Still, Zhornokley does not think it’s necessary to remove the Lenin monument, as he says it’s a part of history. However it is important to rename streets named after Lenin, he says.
In 2012, research conducted by the Ukrainian website texty.org.ua found that most cities and villages in Ukraine have central streets and main roads named after Lenin. The website found that the number of Soviet street names outnumbers those connected with independence by 20 times.
Vinnitskaya Province is one of the regions that suffered most during the Holodomor famine—yet a huge number of villages in Vinnitskaya are still named after Lenin, according to texty.org.ua.

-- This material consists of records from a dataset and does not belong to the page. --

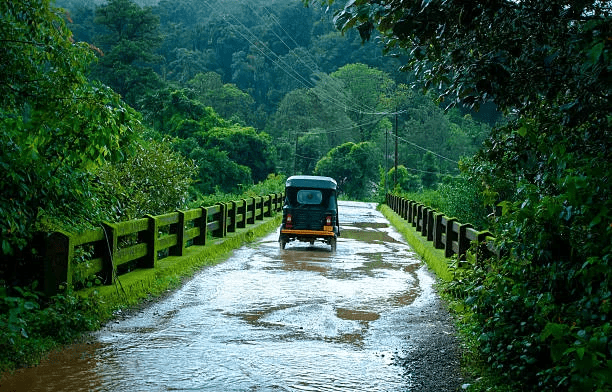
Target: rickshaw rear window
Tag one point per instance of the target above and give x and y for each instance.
(309, 196)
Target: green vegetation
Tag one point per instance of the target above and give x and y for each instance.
(541, 313)
(110, 110)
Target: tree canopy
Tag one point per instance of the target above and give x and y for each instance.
(547, 65)
(55, 125)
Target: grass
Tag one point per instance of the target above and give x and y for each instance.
(479, 377)
(70, 314)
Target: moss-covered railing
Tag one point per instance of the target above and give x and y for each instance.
(445, 233)
(118, 248)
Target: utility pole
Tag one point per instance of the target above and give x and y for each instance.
(386, 160)
(295, 155)
(396, 154)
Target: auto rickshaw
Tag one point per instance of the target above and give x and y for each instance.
(310, 211)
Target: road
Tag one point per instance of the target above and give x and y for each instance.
(365, 318)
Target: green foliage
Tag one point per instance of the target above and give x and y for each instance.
(226, 99)
(54, 125)
(153, 180)
(353, 166)
(31, 324)
(543, 309)
(132, 34)
(273, 184)
(403, 180)
(245, 146)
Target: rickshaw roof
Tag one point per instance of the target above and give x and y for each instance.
(317, 182)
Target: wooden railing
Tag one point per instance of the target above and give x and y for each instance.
(445, 233)
(118, 248)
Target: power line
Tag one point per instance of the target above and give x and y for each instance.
(424, 149)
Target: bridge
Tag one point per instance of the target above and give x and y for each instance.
(365, 317)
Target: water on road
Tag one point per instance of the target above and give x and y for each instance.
(299, 319)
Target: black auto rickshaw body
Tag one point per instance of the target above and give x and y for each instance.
(310, 211)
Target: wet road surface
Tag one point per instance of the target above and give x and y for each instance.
(301, 319)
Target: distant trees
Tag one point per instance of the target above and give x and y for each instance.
(353, 166)
(55, 125)
(547, 65)
(128, 44)
(175, 59)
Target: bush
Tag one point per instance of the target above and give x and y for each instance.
(153, 180)
(31, 324)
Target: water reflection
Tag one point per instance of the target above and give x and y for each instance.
(302, 319)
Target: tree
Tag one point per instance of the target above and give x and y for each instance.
(128, 47)
(227, 99)
(368, 88)
(353, 166)
(245, 146)
(154, 179)
(547, 64)
(55, 126)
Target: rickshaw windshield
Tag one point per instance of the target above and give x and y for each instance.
(309, 196)
(297, 197)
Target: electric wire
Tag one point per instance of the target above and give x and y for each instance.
(294, 74)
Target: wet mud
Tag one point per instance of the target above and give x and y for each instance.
(363, 318)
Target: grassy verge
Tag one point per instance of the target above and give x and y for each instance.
(434, 258)
(478, 377)
(30, 330)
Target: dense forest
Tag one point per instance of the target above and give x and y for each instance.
(499, 112)
(283, 94)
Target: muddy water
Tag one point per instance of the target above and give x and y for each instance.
(299, 319)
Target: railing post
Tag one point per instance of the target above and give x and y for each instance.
(221, 217)
(150, 238)
(243, 211)
(179, 230)
(202, 223)
(252, 210)
(448, 246)
(269, 205)
(437, 231)
(430, 224)
(462, 241)
(419, 215)
(424, 214)
(59, 253)
(109, 270)
(259, 208)
(232, 217)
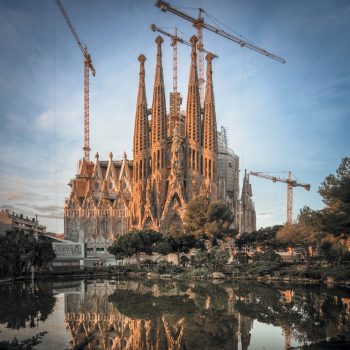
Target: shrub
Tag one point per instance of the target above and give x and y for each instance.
(165, 267)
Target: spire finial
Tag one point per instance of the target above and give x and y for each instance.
(159, 40)
(142, 58)
(194, 41)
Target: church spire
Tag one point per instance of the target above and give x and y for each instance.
(193, 112)
(141, 149)
(210, 142)
(158, 136)
(158, 125)
(141, 134)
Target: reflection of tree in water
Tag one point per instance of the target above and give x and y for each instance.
(178, 315)
(148, 315)
(27, 344)
(308, 313)
(23, 306)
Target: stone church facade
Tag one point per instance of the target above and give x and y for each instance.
(175, 159)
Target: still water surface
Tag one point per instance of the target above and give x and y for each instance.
(172, 315)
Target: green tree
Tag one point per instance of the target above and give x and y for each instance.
(134, 243)
(264, 239)
(208, 218)
(177, 243)
(335, 191)
(305, 234)
(20, 251)
(213, 260)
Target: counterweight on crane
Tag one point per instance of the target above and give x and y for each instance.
(290, 184)
(199, 24)
(88, 66)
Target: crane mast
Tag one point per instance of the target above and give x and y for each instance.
(88, 66)
(290, 184)
(199, 22)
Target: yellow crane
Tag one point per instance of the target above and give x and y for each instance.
(291, 183)
(199, 24)
(88, 66)
(174, 40)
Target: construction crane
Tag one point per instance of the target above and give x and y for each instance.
(174, 40)
(290, 184)
(88, 66)
(199, 24)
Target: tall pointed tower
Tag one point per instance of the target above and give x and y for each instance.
(193, 127)
(158, 137)
(210, 141)
(248, 215)
(140, 151)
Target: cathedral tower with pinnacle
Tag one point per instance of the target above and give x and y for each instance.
(181, 165)
(176, 157)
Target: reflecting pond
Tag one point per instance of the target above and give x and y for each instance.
(128, 314)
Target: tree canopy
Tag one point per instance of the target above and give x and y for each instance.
(335, 191)
(20, 251)
(205, 217)
(134, 243)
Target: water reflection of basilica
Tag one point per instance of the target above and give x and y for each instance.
(135, 315)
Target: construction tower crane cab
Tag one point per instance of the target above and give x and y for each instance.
(290, 184)
(88, 66)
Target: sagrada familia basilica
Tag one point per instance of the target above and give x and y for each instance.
(176, 157)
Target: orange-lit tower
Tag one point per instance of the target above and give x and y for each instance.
(141, 150)
(193, 126)
(158, 136)
(210, 141)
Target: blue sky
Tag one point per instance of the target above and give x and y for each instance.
(279, 117)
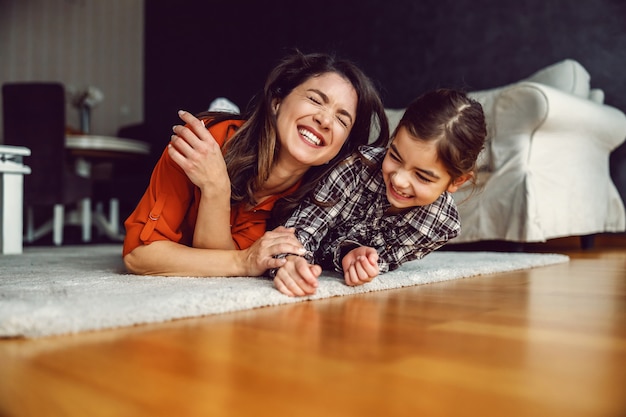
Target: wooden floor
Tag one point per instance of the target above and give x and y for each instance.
(549, 341)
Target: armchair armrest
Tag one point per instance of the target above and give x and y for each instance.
(521, 110)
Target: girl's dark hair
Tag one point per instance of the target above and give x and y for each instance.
(452, 119)
(251, 152)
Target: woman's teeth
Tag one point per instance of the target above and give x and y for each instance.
(400, 193)
(310, 137)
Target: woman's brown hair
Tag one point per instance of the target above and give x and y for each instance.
(251, 152)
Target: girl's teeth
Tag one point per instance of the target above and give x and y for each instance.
(309, 136)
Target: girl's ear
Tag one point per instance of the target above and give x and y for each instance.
(454, 185)
(275, 105)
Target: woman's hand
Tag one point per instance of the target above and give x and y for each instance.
(360, 265)
(259, 257)
(297, 278)
(195, 150)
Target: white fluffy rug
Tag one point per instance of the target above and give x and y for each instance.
(50, 291)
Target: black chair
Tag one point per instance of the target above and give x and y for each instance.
(34, 117)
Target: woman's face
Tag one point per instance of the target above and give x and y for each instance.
(315, 119)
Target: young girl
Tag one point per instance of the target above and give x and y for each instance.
(383, 207)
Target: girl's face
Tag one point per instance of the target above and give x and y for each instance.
(315, 119)
(413, 173)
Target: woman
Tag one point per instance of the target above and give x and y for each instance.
(222, 177)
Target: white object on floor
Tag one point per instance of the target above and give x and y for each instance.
(12, 171)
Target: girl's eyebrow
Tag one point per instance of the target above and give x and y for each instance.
(324, 98)
(420, 170)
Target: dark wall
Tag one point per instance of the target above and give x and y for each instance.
(198, 50)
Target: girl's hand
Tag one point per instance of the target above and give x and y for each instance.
(297, 278)
(360, 265)
(195, 150)
(259, 257)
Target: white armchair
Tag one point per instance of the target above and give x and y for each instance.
(544, 172)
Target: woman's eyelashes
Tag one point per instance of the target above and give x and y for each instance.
(341, 118)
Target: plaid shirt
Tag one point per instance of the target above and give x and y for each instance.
(354, 213)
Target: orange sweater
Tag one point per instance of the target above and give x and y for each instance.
(168, 209)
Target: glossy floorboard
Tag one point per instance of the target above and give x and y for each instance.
(549, 341)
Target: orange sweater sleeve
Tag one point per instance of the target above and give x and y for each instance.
(169, 207)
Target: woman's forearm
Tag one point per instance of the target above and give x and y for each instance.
(212, 229)
(173, 259)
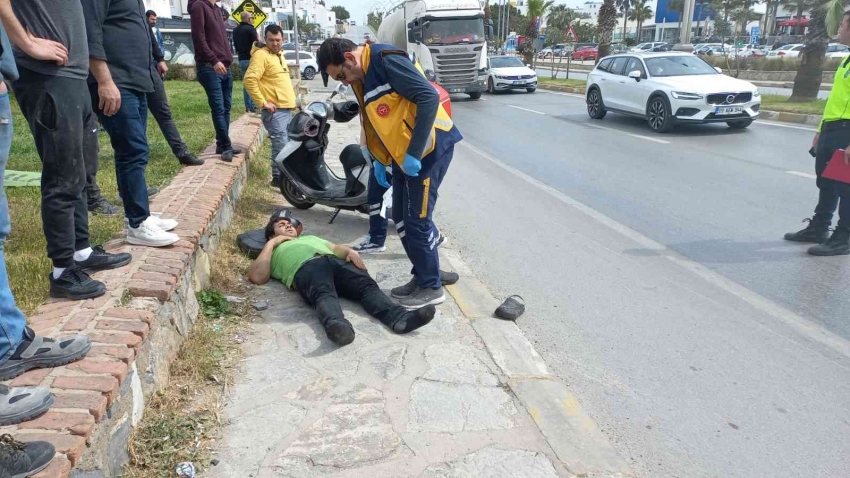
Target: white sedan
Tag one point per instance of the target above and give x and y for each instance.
(509, 73)
(670, 88)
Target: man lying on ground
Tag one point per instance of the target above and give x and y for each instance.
(319, 270)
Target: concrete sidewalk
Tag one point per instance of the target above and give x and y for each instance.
(466, 395)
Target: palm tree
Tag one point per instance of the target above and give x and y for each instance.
(625, 7)
(640, 14)
(605, 23)
(536, 9)
(827, 16)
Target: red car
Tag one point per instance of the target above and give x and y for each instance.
(586, 53)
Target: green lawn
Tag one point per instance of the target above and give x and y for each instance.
(545, 81)
(781, 103)
(25, 250)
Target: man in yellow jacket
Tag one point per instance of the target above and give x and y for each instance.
(267, 82)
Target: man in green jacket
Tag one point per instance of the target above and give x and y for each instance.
(319, 270)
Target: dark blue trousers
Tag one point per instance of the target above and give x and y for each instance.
(413, 207)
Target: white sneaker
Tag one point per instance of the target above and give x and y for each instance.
(150, 234)
(164, 224)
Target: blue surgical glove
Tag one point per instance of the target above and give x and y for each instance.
(411, 166)
(381, 174)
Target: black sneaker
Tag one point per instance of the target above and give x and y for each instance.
(837, 245)
(814, 232)
(104, 208)
(20, 460)
(340, 331)
(101, 260)
(42, 352)
(189, 159)
(75, 284)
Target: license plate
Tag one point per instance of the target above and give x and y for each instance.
(728, 110)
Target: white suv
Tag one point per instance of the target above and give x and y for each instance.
(669, 88)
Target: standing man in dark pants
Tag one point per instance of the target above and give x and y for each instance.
(407, 130)
(212, 62)
(54, 99)
(833, 134)
(119, 41)
(244, 37)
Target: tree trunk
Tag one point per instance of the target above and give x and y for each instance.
(810, 73)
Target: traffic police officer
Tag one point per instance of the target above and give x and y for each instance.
(408, 131)
(833, 134)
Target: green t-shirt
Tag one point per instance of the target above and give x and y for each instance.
(288, 257)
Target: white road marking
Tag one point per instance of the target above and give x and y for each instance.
(802, 326)
(802, 175)
(783, 125)
(619, 131)
(526, 109)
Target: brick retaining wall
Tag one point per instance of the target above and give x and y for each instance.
(100, 398)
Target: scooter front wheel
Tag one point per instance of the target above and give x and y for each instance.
(293, 195)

Anatoliy Bondarenko, texty.org.ua editor, says Ukrainians don’t have an understanding of why it is important to rename streets and villages, or of the alternatives there could be to Lenin.
“There is a lack of understanding that keeping the names of killers in public spaces is abnormal,” Bondarenko told The Epoch Times.
Ihor Lisodid, an activist working for the International Trial of Communist Crimes Against Humanity Organizational Committee, says communist ideology is still a problem for today’s Ukrainians. He told The Epoch Times that communists used ideology and “sheer lies” to control people’s thoughts, forming a new, communist worldview in millions of people. This worldview still influences youth and “holds them in captivity of communist myths” that justify the regime’s crimes.
“How can a community that suffered humiliation, moral damage, and human sacrifices through genocide glorify the executioners?” asked Lisodid.
State leaders have failed to address Ukraine’s horrific heritage, says Lisodid. He says that it’s important to prohibit the communist party and its ideology, to conduct a trial of communist criminals, and to “write the names of Lenin, Stalin, Marx, and a great many of their fellows near the name of Hitler.”
Following the collapse of the USSR in the early 1990s, Ukraine missed the chance to quickly condemn communist crimes, says Bondarenko. At that time Ukrainians didn’t conduct a real trial of communists for the sake of finding a compromise. “Now only an evolutionary way is available for us, and perhaps we’ll have to wait decades,” he said.
Lisodid, however, has another opinion. “It’s not good to hope that time will heal us. It won’t happen, if the international community won’t take any measures,” he said.
“If the international court will begin trials [for communist crimes], then European Parliament (EP) and other international organizations will have to adopt relevant resolutions.”
Lisodid says that the EP and the Council of Europe Parliamentary Assembly have begun evaluating communist crimes, but the process is far from over. Europe is waiting for similar action from the United States.
“If Ukrainians don’t overpower this disease, then we’ll need help from the outside. … Communist ideology is a dangerous form of disease in society that poses a threat not only to Ukraine, but to countries around the world,” he said.